Our shuttle was waiting as planned and we got our first glimpse of Niamey through the very clean windows of a modern van. The constrasts of a third world city were apparent on the brief ride to the Grand; beggers; street vendors, colorful dresses and flowing robes; cattle, goats and sheep running freely in the streets, and all forms of transportation - cars of all ages, lotor scopoters; and bikes. The hotel overlooks the banks of the Niger River, which flows east to west, opposite of what I had thought. I need to brush up on my geography: The face of Africa has changed since my high school years. The river is swollen by the recent heavy rains; dark and muddy, and looks to be a mile wide.

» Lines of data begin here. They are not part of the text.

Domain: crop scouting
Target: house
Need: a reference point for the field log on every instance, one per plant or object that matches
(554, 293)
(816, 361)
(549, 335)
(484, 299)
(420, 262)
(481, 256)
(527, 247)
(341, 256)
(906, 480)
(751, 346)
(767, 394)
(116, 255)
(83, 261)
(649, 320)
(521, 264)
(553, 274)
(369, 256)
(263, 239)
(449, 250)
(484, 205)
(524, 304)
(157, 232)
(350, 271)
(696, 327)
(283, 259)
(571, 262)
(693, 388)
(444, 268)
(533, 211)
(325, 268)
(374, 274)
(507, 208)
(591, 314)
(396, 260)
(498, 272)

We got settled in our room, very adequate and clean - no luxury here, and phoned Susan Rosenberg; our Niamey contact. Susan is sixty-one and originally from New Jersey. She discovered Africa during a stint in the Peace Corps in the seventies and has lived here ever since, twenty-five years in Niamey. She currently works for Boston University administering their study abroad program in Niamey. Susan met us and drove us to an Italian restaurant for dinner. We explained that the money changer that Leslie had arranged had not shown as apppointed. He was also Sue's money changer, a legal profession here. She called him and made arrangements for him to come to the restaurant. Besides English; Susqn speaks French, Italian, Zarma, and several other African languages: She reminded us that it was the month of Ramaden, when devout Muslims fast and drink no water from sun up to sundown. Life, already slow by our standards, moves even slower.
I mentioned that it would be good to have a guide the next day to show us the city. She called Issau Ousseine, one of the teachers at Boston U, and made arrangements for him, to pick us up the next morning at 10:30 am after his class - cost fifty dollars US for the day. Sue said that Issau had just purchased a car. The money changer gave us a ride back to the Grand.